Nonostante la reale importanza di UX e UI, però, stiamo secondo me assistendo a un vero e proprio abuso di questi termini, per cui molti immaginano ormai un UX/UI designer come un essere mitologico a due teste e tre mouse. Niente di tutto questo: indipendentemente dalla moda di queste parole, siamo sempre stati e continuiamo a essere dei professionisti che progettano e disegnano in modo consapevole e ragionato. Prima ancora, siamo noi stessi degli utenti e proprio per questo riusciamo a capire di cosa gli altri utenti hanno bisogno e possiamo guidarli a una navigazione più facile e intuitiva.
A determinare l’efficacia di un’interfaccia non è solo la sua grafica, ad esempio la presenza di elementi chiave che per gli utenti sono ormai una consuetudine visiva e la cui mancanza causerebbe un senso di smarrimento e/o un’esperienza di navigazione non completa. Per fare una metafora, quello che dobbiamo ottenere è un cocktail perfetto, in cui la User Interface è il bicchiere mentre User Experience, Copywriting, SEO e CRO sono gli ingredienti. Per creare un’esperienza digitale “inebriante”, questi ingredienti devono essere dosati e mixati nel modo corretto.
Molto spesso vedo ad esempio landing page con obiettivo lead generation che, oltre ad essere progettate e sviluppate in modo poco efficace, ad esempio con elementi chiave non immediatamente visibili, CTA poco chiare, animazioni o altri elementi di disturbo, hanno dei problemi anche con i testi.

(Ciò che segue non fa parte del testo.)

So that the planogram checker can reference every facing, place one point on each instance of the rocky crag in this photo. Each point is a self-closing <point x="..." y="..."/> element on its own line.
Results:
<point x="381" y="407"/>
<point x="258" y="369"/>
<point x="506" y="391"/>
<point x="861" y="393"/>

Un esempio è quello della quantità di informazioni: se sono troppe, ripetitive e dispersive, distraggono l’utente dall’azione che deve compiere su quella pagina. Oltre alla grafica, quindi, anche i testi sono fondamentali: per questo Copywriting e SEO devono essere altrettanto consapevoli e ben ponderati.

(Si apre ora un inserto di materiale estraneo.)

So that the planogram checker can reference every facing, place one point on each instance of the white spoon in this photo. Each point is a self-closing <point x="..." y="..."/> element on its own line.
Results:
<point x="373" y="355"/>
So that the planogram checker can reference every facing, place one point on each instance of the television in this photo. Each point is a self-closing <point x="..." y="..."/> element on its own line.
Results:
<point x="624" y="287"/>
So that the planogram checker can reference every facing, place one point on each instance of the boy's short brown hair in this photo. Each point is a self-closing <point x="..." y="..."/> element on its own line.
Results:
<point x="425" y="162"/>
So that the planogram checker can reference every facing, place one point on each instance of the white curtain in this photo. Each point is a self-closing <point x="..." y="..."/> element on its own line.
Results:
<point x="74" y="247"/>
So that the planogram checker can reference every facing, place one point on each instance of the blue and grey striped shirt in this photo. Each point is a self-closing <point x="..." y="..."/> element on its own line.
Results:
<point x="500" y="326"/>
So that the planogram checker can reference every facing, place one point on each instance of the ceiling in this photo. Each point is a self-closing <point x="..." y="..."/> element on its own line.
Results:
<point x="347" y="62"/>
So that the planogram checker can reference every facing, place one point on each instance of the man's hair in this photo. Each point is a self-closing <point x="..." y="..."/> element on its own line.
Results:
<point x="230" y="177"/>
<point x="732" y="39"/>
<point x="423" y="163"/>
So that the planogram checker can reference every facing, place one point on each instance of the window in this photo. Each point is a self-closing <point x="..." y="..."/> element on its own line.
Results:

In ogni processo di progettazione digitale, tutte le aree devono lavorare insieme a stretto gomito: solo così si può definire il percorso di relazione che l’utente avrà con la piattaforma con cui si interfaccerà, sia essa un sito, un’app o altro.

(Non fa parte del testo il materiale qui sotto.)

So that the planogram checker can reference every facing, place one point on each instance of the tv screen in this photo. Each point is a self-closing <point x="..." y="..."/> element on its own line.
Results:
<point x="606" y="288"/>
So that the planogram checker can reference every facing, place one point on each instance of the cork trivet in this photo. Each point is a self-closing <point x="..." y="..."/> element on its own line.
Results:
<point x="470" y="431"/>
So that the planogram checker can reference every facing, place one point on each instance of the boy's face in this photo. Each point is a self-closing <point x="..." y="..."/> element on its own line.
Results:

In Webperformance, la nostra agenzia che abbiamo ribattezzato recentemente Data driven, Human inspired, abbiamo un approccio che va oltre l’applicazione del proprio know how “integrato” di UX. Misuriamo cioè i dati nel tempo per poter valutare le performance e in base a queste decidere quali elementi ottimizzare e come: il tutto per riuscire a migliorare non solo l’esperienza dell’utente ma anche i risultati delle aziende. Potremmo dire infatti che abbiamo un approccio di “UX-UI a performance”, che riesce ad ottenere un aumento delle conversioni.